You are viewing a plain text version of this content. The canonical link for it is here.
Posted to solr-user@lucene.apache.org by Michael Harkins <mp...@case.edu> on 2016/04/10 18:28:15 UTC

Limiting regex queries

Hey all,

I am using lucene and solr version 4.2, and was wondering what would
be the best way to not allow regex queries with very large numbers.
Something like blah{1234567} or blah{1234, 123445678}

Re: Limiting regex queries

Posted by Erick Erickson <er...@gmail.com>.
There's some ability to time-limit queries so they
stop after a specified time. That does not do any
cost analysis ahead of time though.

Periodically there's some interest in a way to
short-circuit "expensive" queries through some
kind of query plan, but nothing committed yet.

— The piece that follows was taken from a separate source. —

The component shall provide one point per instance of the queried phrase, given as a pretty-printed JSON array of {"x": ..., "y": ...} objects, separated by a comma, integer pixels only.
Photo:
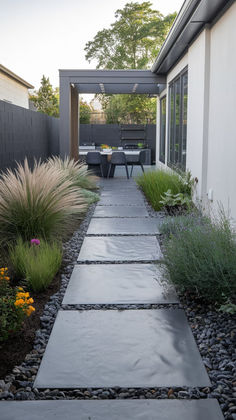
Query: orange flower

Yeah, basically the underlying query has to enumerate
all the terms between the two values and create
a huge OR clause (it's more efficient than that, but
that's the conceptual task). Don't know of a good
automatic way to do that.

Best,
Erick

On Sun, Apr 10, 2016 at 2:38 PM, Michael Harkins <mp...@case.edu> wrote:
> Well the originally architecture is out of my hands , but when someone
> sends in a query like that, if the range is a large number , my system
> basically shuts down and the cpu spikes with a large increase in
> memory usage. The queries are for strings. The query itself was an
> accident but I want to be able to prevent an accident from bringing
> down the index.
>
>
>> On Apr 10, 2016, at 12:34 PM, Erick Erickson <er...@gmail.com> wrote:
>>
>> OK, why is this a problem? This smells like an XY problem,
>> you want to take some specific action, but it's not at all
>> clear what the problem is. There might be other ways
>> of doing this.
>>
>> If you're allowing regexes on numeric fields, using real
>> number fields (trie) and using range queries is a much
>> better way to go.
>>
>> Best,
>> Erick
>>
>>> On Sun, Apr 10, 2016 at 9:28 AM, Michael Harkins <mp...@case.edu> wrote:
>>> Hey all,
>>>
>>> I am using lucene and solr version 4.2, and was wondering what would
>>> be the best way to not allow regex queries with very large numbers.
>>> Something like blah{1234567} or blah{1234, 123445678}

Re: Limiting regex queries

Posted by Vincenzo D'Amore <v....@gmail.com>.
Hi Michael,

I suggest to wrap the query parser you're using now with a custom one.
That's should help to handle the case where the query has a range with a
large number.

I did something like that with Edismax.

https://github.com/freedev/solr-synonyms-query-parser-plugin

Take a look at the createParser parser method.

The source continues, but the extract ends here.